The cases that resonate with him, however, are the ones that have the most social impact, he said. One in particular was a 1998 wrongful-death case against the State of California and Granite Construction involving a 33-year-old off-duty sheriff’s deputy who was killed in a highway motorcycle accident while riding through a roadway construction zone on his way to work. The defense blamed the accident on the victim’s inattentiveness and offered as much as $2 million to settle. Representing the wife of the deceased – the couple had two young children – Dreyer claimed the construction zone was set up improperly. The jury awarded the plaintiff $6.5 million, the largest wrongful-death verdict in Sacramento at the time.
“It was a mixed marriage – he was white and she’s black,” Dreyer offered, and that was a powerful aspect of the case because back then there was still a real bias, he said.
More important, the case resulted in change. “The Jungsten case affected the state and the construction company and how they do their roadway construction,” Dreyer said, “so that was a benefit to everybody – a real seminal case.
“That’s the impact of the plaintiffs’ practice,” he added. “The fact is we are the last line of defense a regular person has to protect them against large corporations and insurance carriers – because if we’re not there, they will get run right over.”
Putting clients first
Dreyer finds it a challenge to pull himself away from his work when there are people – clients especially – depending on him. But when he does get out of the office, he subscribes to the work-hard, play-hard maxim. He enjoys snow skiing and playing tennis, and for years he’s been a regular in pickup basketball games.

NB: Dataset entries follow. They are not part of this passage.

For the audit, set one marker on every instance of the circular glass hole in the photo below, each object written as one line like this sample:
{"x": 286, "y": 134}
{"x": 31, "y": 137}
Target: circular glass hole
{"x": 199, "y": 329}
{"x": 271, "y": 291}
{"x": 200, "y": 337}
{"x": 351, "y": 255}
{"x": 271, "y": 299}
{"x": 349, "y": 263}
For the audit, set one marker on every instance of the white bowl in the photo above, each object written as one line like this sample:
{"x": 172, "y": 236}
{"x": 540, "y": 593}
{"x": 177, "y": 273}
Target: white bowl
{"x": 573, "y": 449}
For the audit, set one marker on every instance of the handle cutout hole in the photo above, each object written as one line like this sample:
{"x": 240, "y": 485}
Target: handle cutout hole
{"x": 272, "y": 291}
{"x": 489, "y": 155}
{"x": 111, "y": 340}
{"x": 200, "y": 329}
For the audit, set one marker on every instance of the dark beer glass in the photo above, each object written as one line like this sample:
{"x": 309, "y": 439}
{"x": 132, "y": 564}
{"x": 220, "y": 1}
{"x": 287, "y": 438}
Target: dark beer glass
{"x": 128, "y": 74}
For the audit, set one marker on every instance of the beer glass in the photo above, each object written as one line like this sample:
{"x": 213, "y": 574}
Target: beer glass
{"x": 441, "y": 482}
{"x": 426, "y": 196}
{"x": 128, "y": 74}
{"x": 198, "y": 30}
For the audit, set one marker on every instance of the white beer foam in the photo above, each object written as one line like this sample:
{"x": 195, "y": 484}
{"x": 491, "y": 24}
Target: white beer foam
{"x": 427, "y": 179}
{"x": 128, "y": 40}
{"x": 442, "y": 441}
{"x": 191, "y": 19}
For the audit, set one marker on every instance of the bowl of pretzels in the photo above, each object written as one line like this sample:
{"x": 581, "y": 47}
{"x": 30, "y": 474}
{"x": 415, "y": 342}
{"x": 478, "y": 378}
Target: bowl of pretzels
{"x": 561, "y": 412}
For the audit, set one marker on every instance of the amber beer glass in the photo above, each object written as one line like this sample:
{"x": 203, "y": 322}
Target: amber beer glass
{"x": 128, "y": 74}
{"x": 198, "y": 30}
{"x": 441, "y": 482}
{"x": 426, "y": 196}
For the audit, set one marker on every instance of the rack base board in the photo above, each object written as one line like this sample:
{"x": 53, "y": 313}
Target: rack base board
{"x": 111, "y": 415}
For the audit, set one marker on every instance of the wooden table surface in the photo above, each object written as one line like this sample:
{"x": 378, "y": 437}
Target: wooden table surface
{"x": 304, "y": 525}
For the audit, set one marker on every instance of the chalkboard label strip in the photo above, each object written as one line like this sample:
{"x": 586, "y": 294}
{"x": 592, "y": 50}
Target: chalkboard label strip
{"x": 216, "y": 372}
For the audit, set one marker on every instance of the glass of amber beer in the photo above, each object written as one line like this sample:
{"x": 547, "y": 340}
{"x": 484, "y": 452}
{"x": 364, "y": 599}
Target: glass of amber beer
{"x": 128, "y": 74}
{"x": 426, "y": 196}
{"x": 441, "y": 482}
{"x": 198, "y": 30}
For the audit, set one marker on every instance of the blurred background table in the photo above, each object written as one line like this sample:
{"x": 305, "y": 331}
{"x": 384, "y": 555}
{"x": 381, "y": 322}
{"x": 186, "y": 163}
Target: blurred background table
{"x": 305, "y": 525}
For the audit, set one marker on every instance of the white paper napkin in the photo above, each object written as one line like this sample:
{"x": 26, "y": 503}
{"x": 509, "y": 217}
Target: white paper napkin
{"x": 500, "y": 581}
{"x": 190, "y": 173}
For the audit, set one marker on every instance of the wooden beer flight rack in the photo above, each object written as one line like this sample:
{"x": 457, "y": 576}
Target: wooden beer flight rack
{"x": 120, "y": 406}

But if he treks to Lake Tahoe, where he spends a lot of time, or another destination, he takes his work with him, he said. “I guarantee every single guy or gal (in plaintiffs’ law) that is successful in their practice – they work seven days a week,” Dreyer said. “And they don’t have to financially. But they do because it’s the right thing to do for their clients.”
Dreyer, 58, said he doesn’t really have an “off” switch, which may explain why retirement is not in his future plans. He wants to maximize his time on the planet, he said, and have the biggest and most positive impact he can. “I want to make a difference, so that’s what drives me,” he said. “I can’t make a difference by being on a beach. I guess the message is that I plan on continuing to work and continuing to do what I’m capable of doing for people.”
There’s no mistaking Dreyer’s passion for his work, and he would encourage others getting started in law to follow his lead. Without the enjoyment, he said, it’s just hard work.
“We’re a nation of laws, and lawyers kind of have the keys to the kingdom,” Dreyer said. “If you find an area of the law that you want to be in, that you have a passion for, then you’ll enjoy it and
succeed.
“And success is not measured by money, it’s measured by accomplishment and making a difference,” he added. “If you’re good at it, you’re going to make money. And if you’re doing something you love, you’re going to be just fine.”